Der alte Revolutionär begann schwer zu atmen; die Atemnot des Todeskampfs würgte ihn in der Kehle; noch immer strahlte das Licht in seinen Augen.
»Wir können noch ein wenig sprechen. Sie verabscheuen das Jahr 93 und finden es erbarmungslos, aber wie war die Monarchie? Oh, ich beklage das Schicksal Marie Antoinettes, aber auch jene arme Hugenottin verdient mein Mitleid, die 1685 unter Ludwig dem Großen, obwohl sie noch ihr Kind nährte, nackt bis zum Gürtel an einen Pfahl gebunden und vor die Wahl gestellt wurde, ihr Kind vor ihren Augen töten zu lassen oder gegen ihr Gewissen ihrem Glauben abzuschwören. Wie beurteilen Sie diese einer Mutter bereitete Tantalusqual? Mein Herr, beachten Sie es wohl, die französische Revolution hatte ihren großen Sinn. Die Zukunft wird die Verirrungen ihres Zorns entschuldigen, denn ihr Ergebnis war eine Verbesserung der Welt. Sie hat grausam zugeschlagen, aber sie hat dem Menschengeschlecht Wohltaten erwiesen. Doch ich will nicht weitersprechen, ich bin es allzu leid, und der Tod ist nahe.«
Er ahnte nicht, daß er Schritt für Schritt die inneren Verschanzungen des Bischofs gestürmt hatte. Eine nur blieb ihm noch, ein letzter Hort des Widerstandes.
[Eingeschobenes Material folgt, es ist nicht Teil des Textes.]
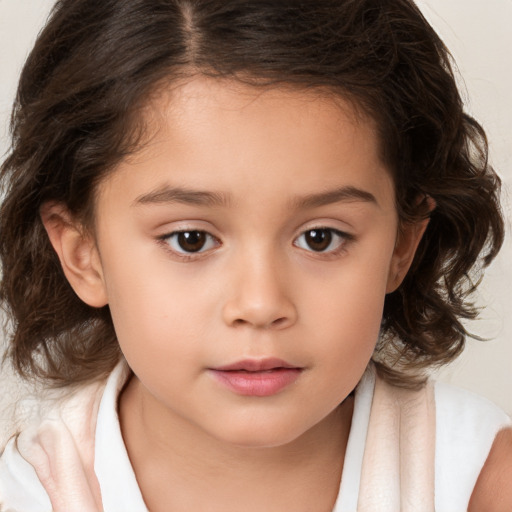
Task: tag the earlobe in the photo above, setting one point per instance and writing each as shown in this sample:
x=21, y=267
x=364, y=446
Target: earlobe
x=77, y=253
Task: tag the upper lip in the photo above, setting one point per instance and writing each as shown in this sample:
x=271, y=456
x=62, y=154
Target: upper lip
x=256, y=365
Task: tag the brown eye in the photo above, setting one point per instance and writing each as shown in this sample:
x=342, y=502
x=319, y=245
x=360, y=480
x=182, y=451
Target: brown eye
x=326, y=240
x=190, y=241
x=318, y=240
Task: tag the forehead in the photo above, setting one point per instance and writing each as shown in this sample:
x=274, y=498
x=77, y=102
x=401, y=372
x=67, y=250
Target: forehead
x=217, y=134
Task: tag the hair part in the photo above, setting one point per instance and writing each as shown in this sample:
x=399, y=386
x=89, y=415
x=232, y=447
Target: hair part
x=78, y=113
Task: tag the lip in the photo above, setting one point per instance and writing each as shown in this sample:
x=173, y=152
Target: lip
x=257, y=377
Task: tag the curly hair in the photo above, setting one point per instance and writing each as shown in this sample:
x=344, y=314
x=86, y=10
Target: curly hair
x=77, y=115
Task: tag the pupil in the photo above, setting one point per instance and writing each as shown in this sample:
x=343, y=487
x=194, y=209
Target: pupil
x=191, y=241
x=319, y=239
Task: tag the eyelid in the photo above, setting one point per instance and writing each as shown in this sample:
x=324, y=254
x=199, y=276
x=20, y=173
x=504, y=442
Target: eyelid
x=170, y=237
x=344, y=239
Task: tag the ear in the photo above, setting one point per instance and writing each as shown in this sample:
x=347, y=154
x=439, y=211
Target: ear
x=407, y=242
x=77, y=253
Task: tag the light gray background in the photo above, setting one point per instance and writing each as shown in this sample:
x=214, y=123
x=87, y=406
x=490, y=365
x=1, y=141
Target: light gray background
x=479, y=36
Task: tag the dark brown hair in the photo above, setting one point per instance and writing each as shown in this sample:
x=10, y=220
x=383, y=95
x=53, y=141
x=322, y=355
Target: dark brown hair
x=97, y=61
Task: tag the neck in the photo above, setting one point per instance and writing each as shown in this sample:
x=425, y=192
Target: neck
x=180, y=467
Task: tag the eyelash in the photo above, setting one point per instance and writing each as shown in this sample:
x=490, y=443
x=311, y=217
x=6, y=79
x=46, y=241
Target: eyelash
x=172, y=238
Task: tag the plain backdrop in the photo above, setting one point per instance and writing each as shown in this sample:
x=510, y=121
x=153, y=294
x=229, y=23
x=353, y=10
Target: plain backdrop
x=479, y=36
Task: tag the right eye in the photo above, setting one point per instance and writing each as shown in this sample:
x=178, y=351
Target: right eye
x=190, y=241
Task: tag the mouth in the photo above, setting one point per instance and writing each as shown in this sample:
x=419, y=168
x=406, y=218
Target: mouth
x=265, y=377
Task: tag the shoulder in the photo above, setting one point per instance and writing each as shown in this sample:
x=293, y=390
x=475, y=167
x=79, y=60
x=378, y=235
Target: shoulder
x=493, y=491
x=466, y=428
x=20, y=488
x=56, y=436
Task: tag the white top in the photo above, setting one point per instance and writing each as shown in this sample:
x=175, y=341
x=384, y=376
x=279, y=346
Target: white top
x=61, y=455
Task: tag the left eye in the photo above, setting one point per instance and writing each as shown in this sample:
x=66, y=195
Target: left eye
x=190, y=241
x=321, y=240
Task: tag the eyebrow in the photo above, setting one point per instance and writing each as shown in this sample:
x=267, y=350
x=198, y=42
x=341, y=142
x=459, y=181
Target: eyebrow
x=342, y=194
x=167, y=194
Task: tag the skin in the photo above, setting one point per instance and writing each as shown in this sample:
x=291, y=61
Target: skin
x=276, y=163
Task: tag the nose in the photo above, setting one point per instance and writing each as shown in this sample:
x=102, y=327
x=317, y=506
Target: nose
x=259, y=296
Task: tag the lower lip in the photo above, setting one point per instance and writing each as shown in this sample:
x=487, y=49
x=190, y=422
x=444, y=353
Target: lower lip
x=263, y=383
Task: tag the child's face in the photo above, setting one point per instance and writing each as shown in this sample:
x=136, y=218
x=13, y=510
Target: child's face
x=255, y=227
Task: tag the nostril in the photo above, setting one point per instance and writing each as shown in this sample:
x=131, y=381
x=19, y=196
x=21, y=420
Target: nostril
x=279, y=322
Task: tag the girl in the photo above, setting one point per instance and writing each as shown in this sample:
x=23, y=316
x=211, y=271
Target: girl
x=236, y=234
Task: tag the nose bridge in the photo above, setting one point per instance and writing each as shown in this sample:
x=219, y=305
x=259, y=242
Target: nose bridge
x=259, y=293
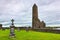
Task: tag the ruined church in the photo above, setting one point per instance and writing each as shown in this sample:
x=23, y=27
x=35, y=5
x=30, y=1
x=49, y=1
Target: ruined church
x=36, y=23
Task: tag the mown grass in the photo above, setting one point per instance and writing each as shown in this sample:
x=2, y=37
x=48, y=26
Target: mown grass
x=31, y=35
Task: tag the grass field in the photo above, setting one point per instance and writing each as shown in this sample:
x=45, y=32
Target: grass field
x=31, y=35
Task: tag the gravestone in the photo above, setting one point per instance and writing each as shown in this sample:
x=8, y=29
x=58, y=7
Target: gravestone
x=12, y=33
x=27, y=29
x=18, y=28
x=0, y=26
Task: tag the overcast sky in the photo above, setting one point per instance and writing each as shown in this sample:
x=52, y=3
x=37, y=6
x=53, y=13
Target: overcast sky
x=21, y=11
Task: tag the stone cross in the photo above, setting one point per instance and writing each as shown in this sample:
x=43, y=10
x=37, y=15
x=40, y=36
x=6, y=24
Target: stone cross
x=12, y=34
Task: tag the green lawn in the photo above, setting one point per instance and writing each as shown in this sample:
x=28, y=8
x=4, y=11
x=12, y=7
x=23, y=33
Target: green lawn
x=31, y=35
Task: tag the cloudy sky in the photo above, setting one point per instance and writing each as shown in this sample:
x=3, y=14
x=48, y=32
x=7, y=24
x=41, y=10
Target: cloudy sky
x=21, y=12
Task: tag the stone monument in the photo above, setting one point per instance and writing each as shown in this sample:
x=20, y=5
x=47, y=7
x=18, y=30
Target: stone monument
x=36, y=23
x=0, y=26
x=12, y=34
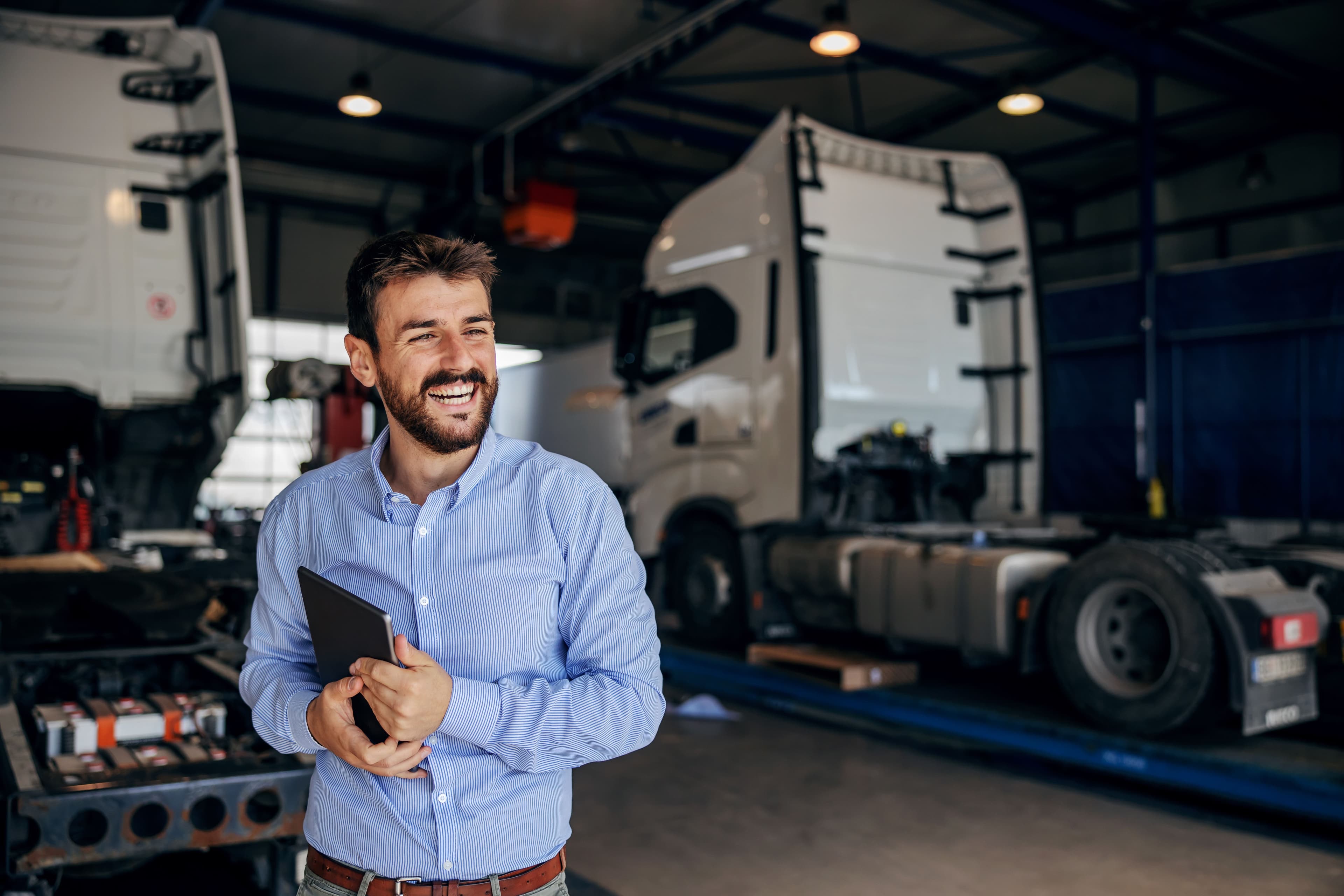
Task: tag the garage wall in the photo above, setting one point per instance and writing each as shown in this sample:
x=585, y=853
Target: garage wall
x=1251, y=390
x=1306, y=170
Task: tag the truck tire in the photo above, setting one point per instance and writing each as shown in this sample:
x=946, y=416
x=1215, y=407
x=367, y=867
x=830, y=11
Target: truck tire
x=705, y=583
x=1131, y=641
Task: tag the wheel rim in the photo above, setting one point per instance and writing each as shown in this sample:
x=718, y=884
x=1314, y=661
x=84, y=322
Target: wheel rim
x=709, y=589
x=1127, y=639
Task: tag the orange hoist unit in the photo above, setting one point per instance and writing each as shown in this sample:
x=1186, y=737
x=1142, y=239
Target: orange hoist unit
x=544, y=219
x=75, y=526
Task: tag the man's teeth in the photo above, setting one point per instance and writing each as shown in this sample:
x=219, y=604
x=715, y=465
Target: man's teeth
x=454, y=394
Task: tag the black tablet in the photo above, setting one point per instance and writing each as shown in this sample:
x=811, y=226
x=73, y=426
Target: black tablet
x=346, y=628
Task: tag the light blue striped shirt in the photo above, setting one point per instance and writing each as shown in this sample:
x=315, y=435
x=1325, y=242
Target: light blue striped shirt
x=522, y=582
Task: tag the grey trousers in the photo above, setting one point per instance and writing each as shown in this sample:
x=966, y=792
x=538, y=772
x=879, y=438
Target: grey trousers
x=315, y=886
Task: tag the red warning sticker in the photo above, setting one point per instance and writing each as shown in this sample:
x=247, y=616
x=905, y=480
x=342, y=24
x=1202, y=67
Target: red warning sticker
x=162, y=307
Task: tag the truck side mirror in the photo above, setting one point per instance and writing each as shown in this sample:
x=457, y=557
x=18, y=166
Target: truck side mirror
x=631, y=326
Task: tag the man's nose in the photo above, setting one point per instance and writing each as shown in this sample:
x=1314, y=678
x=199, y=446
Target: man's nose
x=456, y=354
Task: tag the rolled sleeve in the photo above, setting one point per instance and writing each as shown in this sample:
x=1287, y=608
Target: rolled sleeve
x=298, y=716
x=474, y=713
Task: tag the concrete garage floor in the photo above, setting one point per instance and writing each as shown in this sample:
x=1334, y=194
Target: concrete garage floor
x=777, y=806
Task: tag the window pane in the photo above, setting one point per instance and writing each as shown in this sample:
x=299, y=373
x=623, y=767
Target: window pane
x=670, y=346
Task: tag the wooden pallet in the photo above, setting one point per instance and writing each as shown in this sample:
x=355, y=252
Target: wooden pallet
x=848, y=671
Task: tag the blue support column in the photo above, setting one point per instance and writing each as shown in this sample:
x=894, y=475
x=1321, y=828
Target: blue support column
x=1148, y=262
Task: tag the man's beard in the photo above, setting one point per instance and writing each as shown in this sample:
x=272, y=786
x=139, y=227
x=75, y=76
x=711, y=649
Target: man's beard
x=412, y=410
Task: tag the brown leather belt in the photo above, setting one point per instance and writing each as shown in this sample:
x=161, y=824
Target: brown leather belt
x=511, y=884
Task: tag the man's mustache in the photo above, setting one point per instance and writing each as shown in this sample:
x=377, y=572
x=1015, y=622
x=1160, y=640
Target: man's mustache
x=447, y=378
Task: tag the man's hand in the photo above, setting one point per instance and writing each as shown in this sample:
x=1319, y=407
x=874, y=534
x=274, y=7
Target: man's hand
x=409, y=703
x=332, y=724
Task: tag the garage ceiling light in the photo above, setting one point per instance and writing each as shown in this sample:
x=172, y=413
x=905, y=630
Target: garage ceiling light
x=1022, y=104
x=358, y=103
x=835, y=38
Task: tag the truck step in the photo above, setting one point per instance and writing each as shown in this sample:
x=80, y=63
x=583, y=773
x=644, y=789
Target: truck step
x=986, y=295
x=179, y=144
x=984, y=258
x=164, y=86
x=847, y=671
x=1011, y=370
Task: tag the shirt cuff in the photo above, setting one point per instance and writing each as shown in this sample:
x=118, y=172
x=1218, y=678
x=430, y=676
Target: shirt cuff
x=472, y=713
x=298, y=713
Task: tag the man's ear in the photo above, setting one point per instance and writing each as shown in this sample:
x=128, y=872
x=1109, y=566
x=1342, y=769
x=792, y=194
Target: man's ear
x=362, y=360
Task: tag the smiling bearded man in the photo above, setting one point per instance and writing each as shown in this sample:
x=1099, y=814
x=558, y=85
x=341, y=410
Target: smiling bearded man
x=526, y=641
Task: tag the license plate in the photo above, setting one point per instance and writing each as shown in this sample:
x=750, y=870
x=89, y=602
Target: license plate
x=1277, y=667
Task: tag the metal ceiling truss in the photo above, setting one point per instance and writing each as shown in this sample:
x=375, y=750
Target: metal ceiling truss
x=1218, y=222
x=382, y=170
x=631, y=70
x=934, y=69
x=1138, y=41
x=1081, y=146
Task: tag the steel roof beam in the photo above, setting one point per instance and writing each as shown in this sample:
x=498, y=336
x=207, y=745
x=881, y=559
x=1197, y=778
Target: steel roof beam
x=280, y=101
x=929, y=68
x=1121, y=34
x=1176, y=166
x=472, y=54
x=1107, y=138
x=404, y=40
x=630, y=70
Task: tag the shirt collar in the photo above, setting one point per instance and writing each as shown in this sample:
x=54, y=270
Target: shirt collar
x=465, y=483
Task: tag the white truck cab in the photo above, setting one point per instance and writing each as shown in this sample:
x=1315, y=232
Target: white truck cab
x=124, y=284
x=834, y=425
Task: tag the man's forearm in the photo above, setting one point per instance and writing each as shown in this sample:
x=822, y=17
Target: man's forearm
x=545, y=726
x=279, y=694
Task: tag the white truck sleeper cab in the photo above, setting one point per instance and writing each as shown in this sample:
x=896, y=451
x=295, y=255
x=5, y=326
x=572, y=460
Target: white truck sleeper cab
x=834, y=422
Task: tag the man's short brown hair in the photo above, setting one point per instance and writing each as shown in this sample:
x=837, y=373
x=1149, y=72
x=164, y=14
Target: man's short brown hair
x=404, y=256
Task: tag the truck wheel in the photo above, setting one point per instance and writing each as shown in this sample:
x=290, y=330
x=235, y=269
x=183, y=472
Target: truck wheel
x=705, y=585
x=1132, y=645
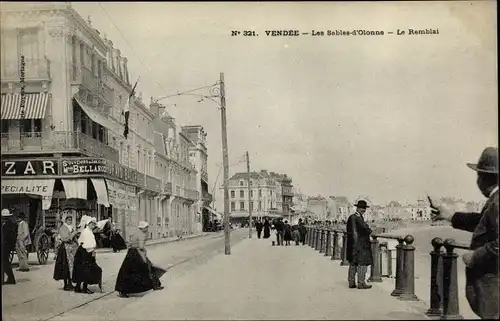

»Der Fortschritt muß an Gott glauben«, sagte er. »Das Gute verträgt keine unfrommen Diener. Der Atheist ist ein schlechter Führer des Menschengeschlechts.«
Der alte Volksvertreter antwortete nicht. Ein Zittern durchschauerte ihn. Er blickte zum Himmel auf, und eine Träne trat in sein Auge. Fast stammelnd, den Blick in die Tiefe des Himmels gesenkt, flüsterte er:
»O du, Ideal, nur du bist!«
Der Bischof empfand eine unaussprechliche Erschütterung.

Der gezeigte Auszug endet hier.